Tuesday, July 10, 2012

Learn Nothing Day #5

A fortnight, two weeks, fourteen days, half a month from now (not six weeks... pick one of those two-week designations) is The Day. It is Learn Nothing Day, the day when unschoolers STOP learning just to prove they don't learn all the time.

This is the day to cite when your nosy neighbors and rude relatives ask about your "school days" or how your kids will learn. They will learn every day except this one. By golly gosh, by gum, get going. Plan your lack of learning carefully, because it's not as easy as you might think. You might want to invite them over to learn nothing with you.

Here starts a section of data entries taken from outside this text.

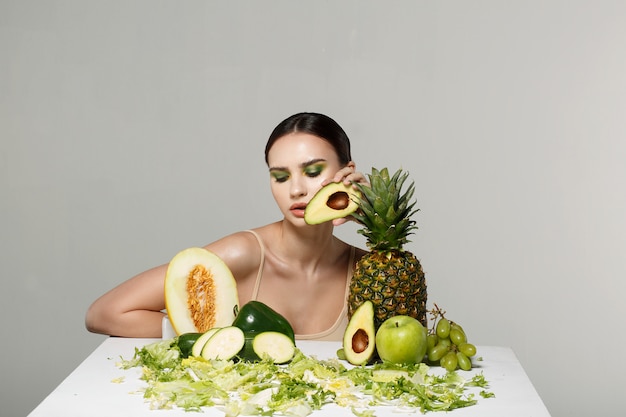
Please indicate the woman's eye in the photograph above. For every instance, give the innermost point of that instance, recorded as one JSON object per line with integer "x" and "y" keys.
{"x": 313, "y": 171}
{"x": 280, "y": 177}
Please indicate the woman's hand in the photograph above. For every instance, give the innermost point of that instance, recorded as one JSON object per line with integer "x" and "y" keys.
{"x": 348, "y": 175}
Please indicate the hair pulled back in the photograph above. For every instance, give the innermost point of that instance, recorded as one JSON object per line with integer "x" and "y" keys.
{"x": 315, "y": 124}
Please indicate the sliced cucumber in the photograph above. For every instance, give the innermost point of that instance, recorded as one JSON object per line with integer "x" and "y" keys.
{"x": 196, "y": 350}
{"x": 276, "y": 346}
{"x": 186, "y": 341}
{"x": 224, "y": 344}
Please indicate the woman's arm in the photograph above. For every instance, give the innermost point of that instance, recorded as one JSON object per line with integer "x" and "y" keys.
{"x": 132, "y": 309}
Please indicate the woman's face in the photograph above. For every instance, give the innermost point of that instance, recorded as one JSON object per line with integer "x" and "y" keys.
{"x": 298, "y": 164}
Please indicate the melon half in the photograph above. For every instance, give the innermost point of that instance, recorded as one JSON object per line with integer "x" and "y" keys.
{"x": 200, "y": 292}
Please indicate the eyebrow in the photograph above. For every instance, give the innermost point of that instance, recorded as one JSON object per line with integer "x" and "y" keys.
{"x": 302, "y": 165}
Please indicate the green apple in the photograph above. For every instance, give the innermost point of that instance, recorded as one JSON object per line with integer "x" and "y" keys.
{"x": 402, "y": 340}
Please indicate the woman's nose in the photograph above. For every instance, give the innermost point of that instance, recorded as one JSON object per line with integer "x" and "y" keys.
{"x": 298, "y": 187}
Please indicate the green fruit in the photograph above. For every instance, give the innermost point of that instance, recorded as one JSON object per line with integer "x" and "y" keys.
{"x": 224, "y": 344}
{"x": 457, "y": 336}
{"x": 464, "y": 362}
{"x": 359, "y": 338}
{"x": 256, "y": 317}
{"x": 333, "y": 201}
{"x": 467, "y": 349}
{"x": 443, "y": 328}
{"x": 444, "y": 342}
{"x": 200, "y": 292}
{"x": 196, "y": 350}
{"x": 186, "y": 341}
{"x": 432, "y": 341}
{"x": 438, "y": 352}
{"x": 401, "y": 340}
{"x": 449, "y": 361}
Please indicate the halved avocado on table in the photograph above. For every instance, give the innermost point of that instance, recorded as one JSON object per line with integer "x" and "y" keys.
{"x": 200, "y": 292}
{"x": 333, "y": 201}
{"x": 359, "y": 338}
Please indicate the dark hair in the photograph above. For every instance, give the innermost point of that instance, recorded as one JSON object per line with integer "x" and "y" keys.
{"x": 315, "y": 124}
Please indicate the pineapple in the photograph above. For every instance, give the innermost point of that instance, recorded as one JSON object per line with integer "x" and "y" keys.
{"x": 391, "y": 277}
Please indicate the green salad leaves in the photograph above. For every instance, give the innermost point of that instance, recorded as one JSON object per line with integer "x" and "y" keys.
{"x": 295, "y": 389}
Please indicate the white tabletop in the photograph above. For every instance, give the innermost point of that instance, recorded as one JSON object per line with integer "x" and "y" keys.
{"x": 90, "y": 391}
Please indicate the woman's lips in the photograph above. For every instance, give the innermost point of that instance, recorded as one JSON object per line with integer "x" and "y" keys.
{"x": 297, "y": 209}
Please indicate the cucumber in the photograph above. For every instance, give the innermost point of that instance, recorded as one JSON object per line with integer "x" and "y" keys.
{"x": 276, "y": 346}
{"x": 185, "y": 343}
{"x": 224, "y": 344}
{"x": 196, "y": 350}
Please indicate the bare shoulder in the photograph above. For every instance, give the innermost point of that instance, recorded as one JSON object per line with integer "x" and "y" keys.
{"x": 240, "y": 251}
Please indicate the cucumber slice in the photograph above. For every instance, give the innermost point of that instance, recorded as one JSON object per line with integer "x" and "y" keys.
{"x": 196, "y": 349}
{"x": 186, "y": 341}
{"x": 274, "y": 345}
{"x": 224, "y": 344}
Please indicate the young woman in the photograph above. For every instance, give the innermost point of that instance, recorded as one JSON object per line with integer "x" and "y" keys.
{"x": 301, "y": 271}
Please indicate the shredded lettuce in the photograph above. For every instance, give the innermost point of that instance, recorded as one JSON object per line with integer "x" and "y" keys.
{"x": 298, "y": 388}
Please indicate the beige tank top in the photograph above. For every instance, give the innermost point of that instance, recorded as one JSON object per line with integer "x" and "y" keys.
{"x": 335, "y": 332}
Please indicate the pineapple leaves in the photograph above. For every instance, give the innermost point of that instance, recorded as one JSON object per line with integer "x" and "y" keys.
{"x": 386, "y": 210}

Click the image above for more information on this International Holiday for Unschoolers, now in its fifth year.

Saturday, July 07, 2012

Bad Guys took my Macbook!!

E-mail will not be happening the right way with me until tomorrow; sorry. My Macbook was stolen by a window-smashing burglar (or two) from Julie Daniel's house. Evil bad guys. The iPad was right next to it, and they left that. Adam had his iPad in the van. We had gone to see Ice Age 4. Keith looked up the serial number for me so we could report it to the very nice policeman who was already here when we got back. The house has an alarm, and the robbers went out the front door (having first thrown a big brick through the glass door into the dining room).

I don't have my cordless keyboard for the iPad, and I can hardly type without a real keyboard, so I've borrowed Julie's computer for this (and a note on Facebook).

The purpose of this post is mostly so I'll have a record of the date.

The one I had was bought after I dropped my first MacBook (the one Holly uses now) and broken the glass. So I got a 13" Macbook Pro at a computer shop in Cardiff in July 2009 (possibly early August).

So I'll get another one (not sure yet whether the insurance will cover it) and get the dealer (I hope) to back it up from my external hard drive; I had backed it up two nights ago. I'll try not to leave it visible through a window.

My photos are on photobucket, my blogs and my website are accessible from any computer, and so it's not as bad as it could have been.

Friday, July 06, 2012

Older

I was in Philadelphia last year touring an odd little place by myself, and a young Japanese tourist wanted me to take her photo, with her camera. I did, and she offered to do the same for me. I told her I was too old to need photos of myself. She said I would never be this young again. So I let her take my picture.

Today is Keith's 56th birthday, and he was born in 1956. I remember how excited I was when I turned 53 and was born in 1953, so I told Holly she was going to be 91 because she was born in 1991. Not only was she not amused, but she figured out the whole pattern of such birthdays, and I was left in the dust of her mathematical-patterns brain, which she got from her father, who is 56 today.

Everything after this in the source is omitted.